Идти никуда особо не хотелось: кишки наконец улеглись на положенные места и теперь требовали покоя и возможности спокойно переварить мясо. Но Рей все-таки поднялся и вышел из сарая.
Снаружи было поселение — ают, не похожий ни на одно из виденных на картинках или в программах канала «Дискавери». Не то чтобы Рей сильно интересовался этим вопросом, но все-таки хижины индейцев видел каждый уважающий себя американец. Да и юрты монголов, иглу эскимосов — обо всем этом как минимум рассказывали в школе. Дома, которые он видел сейчас, были больше похожи на бамбуковые лачуги вьетнамцев, но с ровной, не покатой крышей, застеленной не травой, а меховыми шкурами.
«В подсознании не бывает дождей?..» — отрешенно подумал Рей.
Ают был небольшой, но людей в нем оказалось много. Наверное, потому что все высыпали наружу: посмотреть на пленника. Или не-пленника, как сказал Улльх.

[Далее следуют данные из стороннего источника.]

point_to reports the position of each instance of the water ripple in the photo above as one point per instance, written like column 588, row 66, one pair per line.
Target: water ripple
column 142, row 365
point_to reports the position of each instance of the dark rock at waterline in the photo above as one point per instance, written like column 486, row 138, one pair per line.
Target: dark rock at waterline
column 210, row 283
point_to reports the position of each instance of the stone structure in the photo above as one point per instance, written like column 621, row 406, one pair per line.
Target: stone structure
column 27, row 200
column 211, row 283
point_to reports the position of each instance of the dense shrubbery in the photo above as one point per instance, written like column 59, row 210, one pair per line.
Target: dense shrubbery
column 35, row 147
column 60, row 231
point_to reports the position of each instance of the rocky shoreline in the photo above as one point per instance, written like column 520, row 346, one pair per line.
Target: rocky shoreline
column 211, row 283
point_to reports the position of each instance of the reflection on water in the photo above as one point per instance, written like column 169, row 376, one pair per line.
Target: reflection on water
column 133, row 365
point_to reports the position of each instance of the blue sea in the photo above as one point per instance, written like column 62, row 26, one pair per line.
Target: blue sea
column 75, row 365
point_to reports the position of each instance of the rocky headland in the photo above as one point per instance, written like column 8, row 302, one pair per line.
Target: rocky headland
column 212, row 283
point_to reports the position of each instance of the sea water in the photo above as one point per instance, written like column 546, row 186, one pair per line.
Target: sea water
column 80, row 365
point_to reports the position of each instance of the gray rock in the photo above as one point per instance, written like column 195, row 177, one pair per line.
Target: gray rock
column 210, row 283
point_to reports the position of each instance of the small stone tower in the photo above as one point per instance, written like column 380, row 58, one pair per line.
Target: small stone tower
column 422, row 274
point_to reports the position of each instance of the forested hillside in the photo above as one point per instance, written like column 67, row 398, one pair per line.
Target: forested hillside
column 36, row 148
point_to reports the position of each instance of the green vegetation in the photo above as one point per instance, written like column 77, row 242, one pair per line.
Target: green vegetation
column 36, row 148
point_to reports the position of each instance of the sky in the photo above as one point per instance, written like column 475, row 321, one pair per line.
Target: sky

Рей отдал им должное. Смотрели, но не орали, не тыкали пальцами, не пытались приблизиться или что-нибудь кинуть. Почему-то ему показалось, что рассматривают его не как чужака, а как нового члена коллектива.
Хижина, к которой его привели, явно была жилой. И не менее явно — только что освобожденной от чужих вещей и застеленной новыми шкурами: старые были сложены неподалеку. Больше всего хижина напоминала курятник, но внутри оказалась дворцом падишаха: сплошные мягкие шкуры вместо ковров и меховые шары-пуфы вместо стола и стульев.
— Твой гаррут, изомир, — сказал его сопровождающий. — Вечером будет…
Громкий крик оборвал его на полуслове. Люди испуганно встрепенулись, заозирались, и, едва крик повторился, дружно бросились на звук.
Рей остался один. Его не бросили — так, как новичка обычно при любом ЧП, — просто оставили: жди. Голоса встревоженные, суета.
Пожар? Рей подумал, что это было бы даже забавно. Подсознание способно на издевательства. Но ему никто не запрещал пойти и посмотреть, что происходит.
Еще бы кто-то ему указывал в собственном сне, до крайности логичном и последовательном.
Одна из хижин была больше других и стояла в самом центре. Не нужно было быть гением, чтобы догадаться: там жил Вождь со своей семьей. Возле этой хижины и столпились забывшие про Рея люди, и среди них глаз безошибочно распознал Улльха: тот был выше, плечистее и как будто ярче остальных.
Когда Рей осторожно протиснулся к хижине, криков уже не было. Стояла мертвая тишина. Люди неотрывно смотрели внутрь хижины, а Улльх стоял у входа, бледный и, кажется, до ужаса испуганный.